Care home development allowed despite ‘harm’ to Bedford’s conservation area
A care home has been allowed to redevelop despite the harm it will do to the Bedford conservation area.
Borough planners have a sliding scale of harm and they judged that the redevelopment of the Willows Nursing Home would provide community benefits that override them.
A resident and two members of Bedford Borough Council’s executive lined up to try to persuade Monday’s meeting of the planning committee to throw out the Kingsley Healthcare scheme.
Council officers had recommended it for approval.
The company wants to demolish 86a Clapham Road, and partially demolish the rear of 73 Shakespeare Road, to redevelop the old care home on the site so its residents have a more modern place to live.
Objecting neighbour Ed Griffin said: “Not enough weight is being given to the harm being done to the conservation area.”
The company had seen a previous plan for a new 44-bedroom care home on the site thrown out in September 2019.
But they came back with a proposal to reduce that to 35 beds.
Mr Griffin insisted that the new plans had the same shortfalls as the previous application.
“Heritage is very important to the town,” he said. “Its one of Bedford’s strengths. It should be protected as much as possible.
“It’s not listed, but I like it,” he added.
Mr Griffin was supported by both the Harpur ward councillors, Labour’s Colleen Atkins and Louise Jackson.
Cllr Atkins said it would mean over-development, be out of character in the area and it “will have a negative impact.”
Cllr Jackson said that trees and garden space will be lost, and claimed that the scheme is “very similar to the application that preceded it.”
But that point was countered by barrister Hashi Mohamed, who spoke on behalf of Kingsley Healthcare.
“We have done everything we can to engage with the council and we have responded positively.”
He admitted that the scheme would harm the conservation area but there were benefits of upgrading the care home with facilities to isolate people at “a critical time.”

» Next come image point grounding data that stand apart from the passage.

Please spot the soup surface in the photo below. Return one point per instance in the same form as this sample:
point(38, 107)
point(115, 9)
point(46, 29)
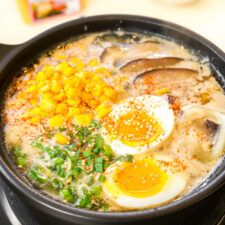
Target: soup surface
point(116, 121)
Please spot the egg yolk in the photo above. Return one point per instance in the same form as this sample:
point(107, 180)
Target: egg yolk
point(140, 179)
point(137, 128)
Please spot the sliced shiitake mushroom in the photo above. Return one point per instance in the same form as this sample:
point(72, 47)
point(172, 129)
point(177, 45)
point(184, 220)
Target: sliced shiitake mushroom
point(116, 55)
point(139, 65)
point(117, 38)
point(167, 76)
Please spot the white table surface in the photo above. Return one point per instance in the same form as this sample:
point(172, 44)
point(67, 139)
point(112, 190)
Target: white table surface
point(206, 17)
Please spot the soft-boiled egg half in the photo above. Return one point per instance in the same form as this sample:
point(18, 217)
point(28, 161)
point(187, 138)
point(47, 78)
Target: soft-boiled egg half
point(138, 124)
point(142, 183)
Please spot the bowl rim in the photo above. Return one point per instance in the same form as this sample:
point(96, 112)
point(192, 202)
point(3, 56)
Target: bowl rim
point(69, 210)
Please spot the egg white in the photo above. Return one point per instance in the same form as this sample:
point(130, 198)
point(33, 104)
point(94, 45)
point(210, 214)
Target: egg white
point(154, 106)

And Janine Laver, the council’s head of planning, said the council’s own conservation officer, who is encouraged to provide “robust comments”, had downgraded the level of harm.
“We have to balance it against the benefits,” she said. These included provided giving better care and it being in a good location.

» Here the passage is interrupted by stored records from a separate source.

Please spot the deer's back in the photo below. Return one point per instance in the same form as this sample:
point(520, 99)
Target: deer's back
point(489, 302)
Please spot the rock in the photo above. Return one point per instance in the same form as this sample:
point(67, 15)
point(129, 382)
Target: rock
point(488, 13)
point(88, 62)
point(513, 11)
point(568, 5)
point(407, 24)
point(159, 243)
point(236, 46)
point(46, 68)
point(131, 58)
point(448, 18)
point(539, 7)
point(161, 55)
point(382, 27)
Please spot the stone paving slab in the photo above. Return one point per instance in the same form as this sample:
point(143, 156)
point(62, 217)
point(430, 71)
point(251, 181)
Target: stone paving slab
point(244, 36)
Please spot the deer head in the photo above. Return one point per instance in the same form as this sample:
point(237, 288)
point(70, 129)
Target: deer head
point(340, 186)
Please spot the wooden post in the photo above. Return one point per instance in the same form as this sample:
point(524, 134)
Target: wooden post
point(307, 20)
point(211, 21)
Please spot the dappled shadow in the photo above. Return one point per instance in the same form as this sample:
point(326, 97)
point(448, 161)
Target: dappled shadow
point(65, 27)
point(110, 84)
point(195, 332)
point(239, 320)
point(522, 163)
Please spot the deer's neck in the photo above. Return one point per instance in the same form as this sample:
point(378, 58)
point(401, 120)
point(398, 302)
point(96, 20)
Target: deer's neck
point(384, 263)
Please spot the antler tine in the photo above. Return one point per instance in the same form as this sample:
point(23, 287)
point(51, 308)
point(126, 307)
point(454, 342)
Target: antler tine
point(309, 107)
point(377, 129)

“The benefits outweigh the harm,” she added.
Cllr Martin Towler (Cons, Riseley) disagreed with the analysis.
“It is an over large development. A small house is being turned into a huge building.”
But other councillors lined up to support the scheme.
Cllr Jim Weir (Cons, Kempston Rural) said the company had picked up on the issues of concern in the new plans.
And Cllr Wendy Rider (Lib Dem, Brickhill) said: “I think it would be a great benefit to the residents of Bedford.”
Councillors voted by five votes to two, with one abstention, to approve the plan.